228. First Use and Spread of Iron
Some of the earliest known cases of the use of iron were decorative: for jewelry, or as inlay upon bronze. Finds of this sort have been made in Switzerland, Germany, Greece, and the Caucasus. Once however the extraction of the new material had become known, its abundance was so great as to further its employment, which grew fairly rapidly, though held back by several factors. One of these retarding causes was the prevalence of the casting process, which had become definitely established for bronze and was carried on with great skill, whereas iron lends itself to ready casting only in a foundry and for objects of larger size than were in customary use among the ancients. They forged their iron, and this new art had to be gradually learned. At its best, it could not produce some of the finer results of casting; in ornaments and statuettes, for instance.
Wrought iron is comparatively soft. A bronze knife will cut or shave better than a forged iron one.

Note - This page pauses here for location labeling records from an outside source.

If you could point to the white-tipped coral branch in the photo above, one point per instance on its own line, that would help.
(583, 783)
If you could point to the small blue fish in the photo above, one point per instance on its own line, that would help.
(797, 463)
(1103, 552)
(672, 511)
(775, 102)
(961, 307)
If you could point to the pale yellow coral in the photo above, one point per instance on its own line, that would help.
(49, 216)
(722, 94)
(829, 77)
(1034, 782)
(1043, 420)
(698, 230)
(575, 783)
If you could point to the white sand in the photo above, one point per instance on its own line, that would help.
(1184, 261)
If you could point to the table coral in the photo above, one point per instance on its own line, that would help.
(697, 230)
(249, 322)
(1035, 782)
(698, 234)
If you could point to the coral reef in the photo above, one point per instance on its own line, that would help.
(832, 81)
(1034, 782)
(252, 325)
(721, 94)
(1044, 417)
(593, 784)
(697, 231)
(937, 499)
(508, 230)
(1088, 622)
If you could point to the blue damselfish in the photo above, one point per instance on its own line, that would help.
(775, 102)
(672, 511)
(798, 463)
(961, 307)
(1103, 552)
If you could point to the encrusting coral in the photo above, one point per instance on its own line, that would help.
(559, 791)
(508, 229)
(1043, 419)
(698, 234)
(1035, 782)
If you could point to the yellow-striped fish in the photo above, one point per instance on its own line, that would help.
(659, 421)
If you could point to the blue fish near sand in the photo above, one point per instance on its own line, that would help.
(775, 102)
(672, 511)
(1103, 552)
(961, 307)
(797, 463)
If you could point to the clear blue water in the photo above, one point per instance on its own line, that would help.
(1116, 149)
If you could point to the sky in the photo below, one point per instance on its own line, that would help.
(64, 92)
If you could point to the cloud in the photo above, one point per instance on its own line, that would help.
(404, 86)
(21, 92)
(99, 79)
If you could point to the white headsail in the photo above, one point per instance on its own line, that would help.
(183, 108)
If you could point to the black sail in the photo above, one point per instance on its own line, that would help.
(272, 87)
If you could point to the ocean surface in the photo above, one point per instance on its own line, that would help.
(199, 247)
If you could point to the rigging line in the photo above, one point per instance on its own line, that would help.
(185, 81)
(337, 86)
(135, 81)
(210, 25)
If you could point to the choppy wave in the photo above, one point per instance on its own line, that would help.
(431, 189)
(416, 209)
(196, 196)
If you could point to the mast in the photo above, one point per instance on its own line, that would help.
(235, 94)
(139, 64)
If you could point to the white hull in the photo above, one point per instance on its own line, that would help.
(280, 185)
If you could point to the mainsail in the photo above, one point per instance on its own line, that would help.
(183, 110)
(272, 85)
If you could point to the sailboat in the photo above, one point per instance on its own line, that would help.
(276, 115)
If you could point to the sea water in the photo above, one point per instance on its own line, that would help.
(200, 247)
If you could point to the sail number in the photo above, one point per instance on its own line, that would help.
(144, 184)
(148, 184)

It was not until it was discovered that the iron from certain ores could be converted into steel by tempering—plunging the heated implement into water—that the new metal became a tool material superior to bronze. The invention of tempering seems to have followed fairly soon after the discovery of iron. But some centuries elapsed before this art became at all general.
Finally, conservative fashion operated to delay the undisputed supremacy of iron. Bronze has an attractive goldenish color; it oxidizes slowly and superficially; it was anchored in ritual; and it tended to remain associated with state and splendor, with wealth and nobility, whereas iron crept into commonplace and humble usages. Nearly four centuries after iron became known in the Greek world, the Iliad mentions it but twenty-three times, bronze two hundred and seventy times. In the Odyssey, a more bourgeois epic, and a little later in authorship, the proportion of references to iron is higher: twenty-nine to eighty. The first four books of the Old Testament, the composition of whose older parts is usually placed synchronous with that of the Iliad—about 850 B.C.—but whose outlook is the conservative one of religion, mention iron still more rarely: four times as against eighty-three references to bronze—“brass” the Authorized Version calls it.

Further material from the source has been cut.